Der Fehmarnbelt-Tunnel ist eines der größten Infrastrukturprojekte der kommenden Jahre. Deutschland und Dänemark wachsen durch die feste Verbindung weiter zusammen.

Im Süden des Landes Schleswig-Holstein und in der dänischen Südsee auf Lolland entsteht ein zweites Grenzland. So sagte es die SSW-Politikerin Sybilla Nitsch in einer Landtagsrede Ende Januar. Darin sprach sie über die Forderung ihrer Partei, dem Südschleswigschen Wählerverband, vollen Einsatz für die Hinterlandanbindung der festen Fehmarnbeltquerung zu zeigen und sagte: „Hier entsteht jedoch nicht nur einfach ein neuer Wirtschaftsraum, hier entsteht ein zweites deutsch-dänisches Grenzland.“

Während das Vorhaben in erster Linie mit Nachrichten über den Beginn des Tunnelbaus in Dänemark, die deutsche Hinterlandanbindung und Klagen wegen Umweltbedenken in die Schlagzeilen geraten ist, läuft ein Aspekt bis heute unter dem Radar.

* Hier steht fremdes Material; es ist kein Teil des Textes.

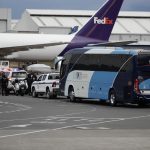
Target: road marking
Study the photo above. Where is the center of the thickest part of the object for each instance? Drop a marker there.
(103, 128)
(65, 127)
(21, 107)
(20, 126)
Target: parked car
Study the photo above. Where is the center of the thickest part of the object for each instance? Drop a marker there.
(46, 84)
(12, 76)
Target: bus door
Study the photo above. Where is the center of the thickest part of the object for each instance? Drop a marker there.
(142, 82)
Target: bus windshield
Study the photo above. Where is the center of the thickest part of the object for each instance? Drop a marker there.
(19, 74)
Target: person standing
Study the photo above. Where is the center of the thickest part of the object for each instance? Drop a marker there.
(4, 84)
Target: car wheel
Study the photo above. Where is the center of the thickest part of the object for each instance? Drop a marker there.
(34, 94)
(112, 98)
(72, 95)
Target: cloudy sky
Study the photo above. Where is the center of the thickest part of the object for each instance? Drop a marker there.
(18, 6)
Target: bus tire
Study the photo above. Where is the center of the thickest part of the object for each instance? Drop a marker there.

Dem „Nordschleswiger“ sagt Nitsch im Gespräch, ihre Partei habe die Querung nicht zuletzt aus umweltpolitischen Gründen zunächst abgelehnt. Mit der Entscheidung für die künstliche Verbindung hatte der SSW zudem auch Bedenken, die bestehende Grenzregion könnte abgehängt und in Zukunft nicht weiter hier investiert werden. Das habe sich jedoch geändert.

„Hier wird eine neue Grenzregion konstruiert, wie man sie von der Region Kopenhagen-Malmö kennt. Eine künstliche Verbindung, aber auch ein Vorbild. Wir haben jetzt die Chance, die Erkenntnisse aus unserer Region, unsere Erfahrungen in das entstehende Grenzland einzubringen“, so Nitsch.

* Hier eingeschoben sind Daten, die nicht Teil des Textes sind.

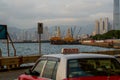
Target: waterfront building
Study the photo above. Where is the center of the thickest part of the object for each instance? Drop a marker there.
(116, 15)
(102, 26)
(97, 27)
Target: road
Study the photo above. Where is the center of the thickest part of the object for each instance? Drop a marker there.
(11, 75)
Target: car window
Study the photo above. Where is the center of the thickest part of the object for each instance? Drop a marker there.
(93, 67)
(50, 70)
(39, 66)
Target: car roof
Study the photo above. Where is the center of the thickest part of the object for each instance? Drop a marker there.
(79, 55)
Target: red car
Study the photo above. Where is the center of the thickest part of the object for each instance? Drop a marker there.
(74, 67)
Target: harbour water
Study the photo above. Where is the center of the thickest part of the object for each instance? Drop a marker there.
(46, 48)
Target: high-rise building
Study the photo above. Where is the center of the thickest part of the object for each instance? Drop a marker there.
(97, 27)
(102, 26)
(116, 15)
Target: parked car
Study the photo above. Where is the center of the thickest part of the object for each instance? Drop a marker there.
(75, 66)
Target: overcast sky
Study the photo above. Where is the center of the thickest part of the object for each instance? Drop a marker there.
(27, 13)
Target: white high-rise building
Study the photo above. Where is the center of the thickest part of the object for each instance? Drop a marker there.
(116, 15)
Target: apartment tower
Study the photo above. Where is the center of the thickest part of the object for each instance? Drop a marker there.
(116, 15)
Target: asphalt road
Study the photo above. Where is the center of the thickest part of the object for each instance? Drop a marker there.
(11, 75)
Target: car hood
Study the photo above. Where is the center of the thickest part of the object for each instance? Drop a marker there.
(95, 78)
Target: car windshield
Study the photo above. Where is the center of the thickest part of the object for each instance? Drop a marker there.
(93, 67)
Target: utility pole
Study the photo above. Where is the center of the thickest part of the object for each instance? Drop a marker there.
(40, 31)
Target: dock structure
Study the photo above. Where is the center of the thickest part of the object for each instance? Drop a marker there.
(16, 61)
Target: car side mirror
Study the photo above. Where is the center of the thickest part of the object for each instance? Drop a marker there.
(33, 73)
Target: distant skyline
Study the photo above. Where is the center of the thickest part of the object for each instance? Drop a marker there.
(27, 13)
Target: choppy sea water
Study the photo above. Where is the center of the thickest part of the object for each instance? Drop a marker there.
(46, 48)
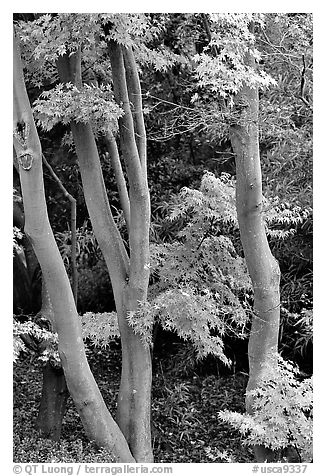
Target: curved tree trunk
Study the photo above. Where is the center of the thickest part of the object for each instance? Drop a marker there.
(53, 402)
(96, 418)
(262, 266)
(54, 387)
(129, 275)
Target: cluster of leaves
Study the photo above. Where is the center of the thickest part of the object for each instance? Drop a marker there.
(226, 72)
(282, 412)
(17, 236)
(66, 103)
(100, 328)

Neben den schweren Themen, wie dem Bau der entsprechenden Verkehrswege, müssten bis 2029 weitere Strukturen geschaffen werden. Das fange beim Arbeitsmarkt an und reiche bis zum Dänischunterricht an den Schulen und Berufsschulen in der Region Ostholstein. „Das geht nicht von heute auf morgen“, sagt die SSW-Politikerin. Der Lehrkräftemangel, gerade auch im Fach Dänisch, der Aufbau einer Wirtschaftsförderung, ÖPNV, Tourismus, Kultur oder die generelle Frage, wie auf Dauer zusammengearbeitet werden soll: Das seien viele kleine Sachen, die Zeit bräuchten.

Nitsch hält sich mit Kritik nicht zurück. „Man verkennt im Wirtschaftsministerium, wie viel daran hängt“, sagt die Politikerin. Der derzeitige schleswig-holsteinische Wirtschaftsminister Claus Ruhe Madsen habe „kein Händchen dafür“.

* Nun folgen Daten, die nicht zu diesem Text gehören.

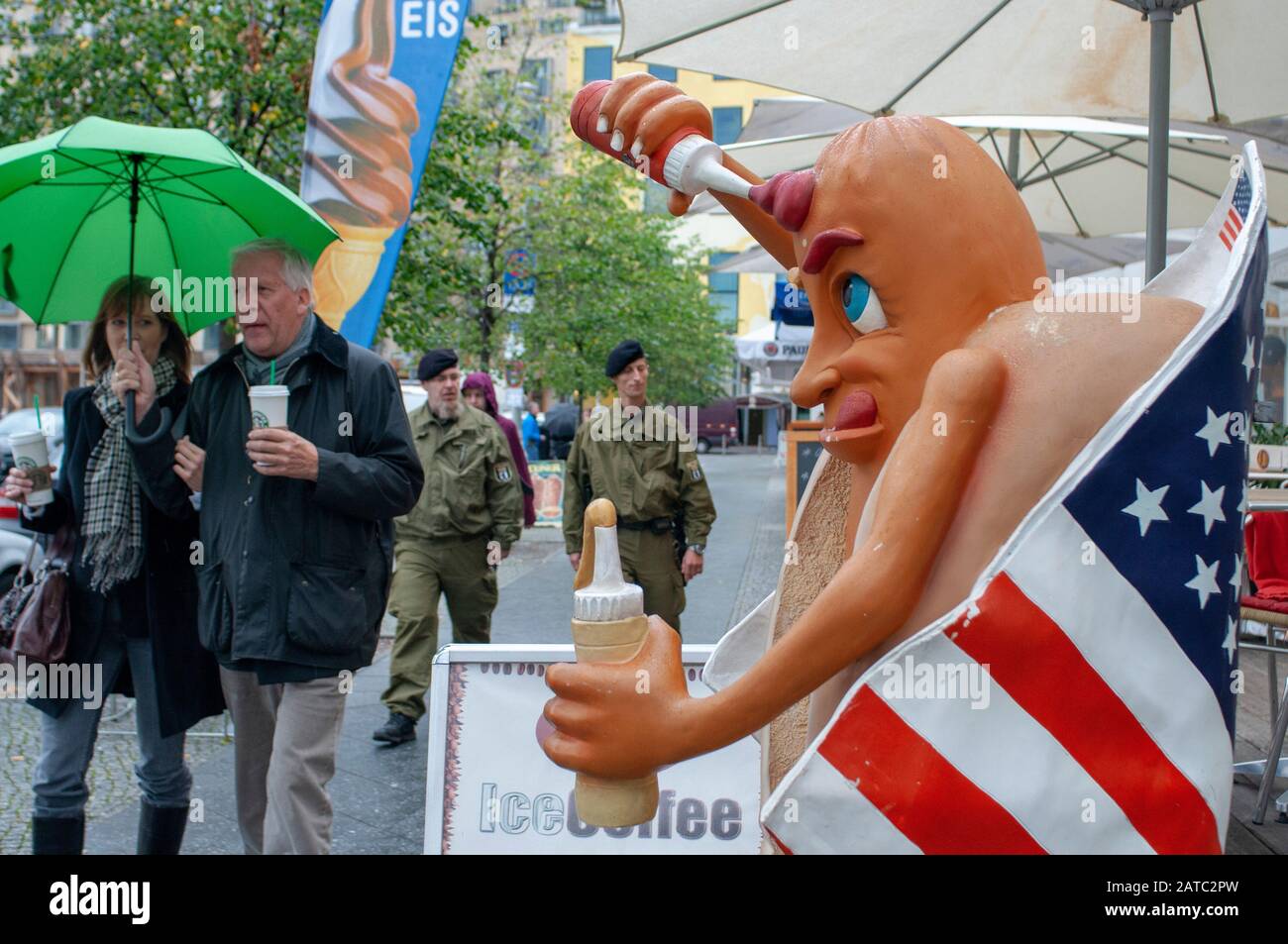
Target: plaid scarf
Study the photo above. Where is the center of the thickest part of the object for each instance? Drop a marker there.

Hier wird eine neue Grenzregion konstruiert, wie man sie von der Region Kopenhagen-Malmö kennt. Eine künstliche Verbindung, aber auch ein Vorbild. Wir haben jetzt die Chance, die Erkenntnisse aus unserer Region, unsere Erfahrungen in das entstehende Grenzland einzubringen.

Sybilla Nitsch

Das Potenzial erkannt haben erste Unternehmen. So hat die Bremer Firma „Peper & Söhne“ bereits 50.000 Quadratmeter auf dänischer Seite im Gewerbegebiet von Maribo übernommen. Das „HUB 48 Maribo“ soll in einem ersten Schritt Handwerks- und Industriebetrieben Platz bieten. Im kommenden Jahr solle dann die zweite Phase eingeläutet werden. Es ist das erste große internationale Unternehmen, das sich hier niederlässt. „Peper & Söhne“ nennt als Grund für die erste Investition in Dänemark den zu erwartenden wirtschaftlichen Aufschwung der Region in den kommenden Jahren.

Das Dialogforum Fehmarnbelt hat laut Sybilla Nitsch bereits ein Chancenpapier erarbeitet, in dem entscheidende Bereiche wie Wirtschaft, Kultur, ÖPNV oder Gesellschaft beleuchtet und neben der Potenzialanalyse auch bereits Zuständigkeiten festlegt worden sind.

„Das ist quasi eine Handreichung für die Politik“, sagt die SSW-Politikerin. Am 24. April wird der Wirtschaftsausschuss des Landtages in die Beltregion reisen. Hier soll es unter anderem um die Fragen gehen, wie Strukturen aufgebaut und Firmen in die Region gelockt werden können.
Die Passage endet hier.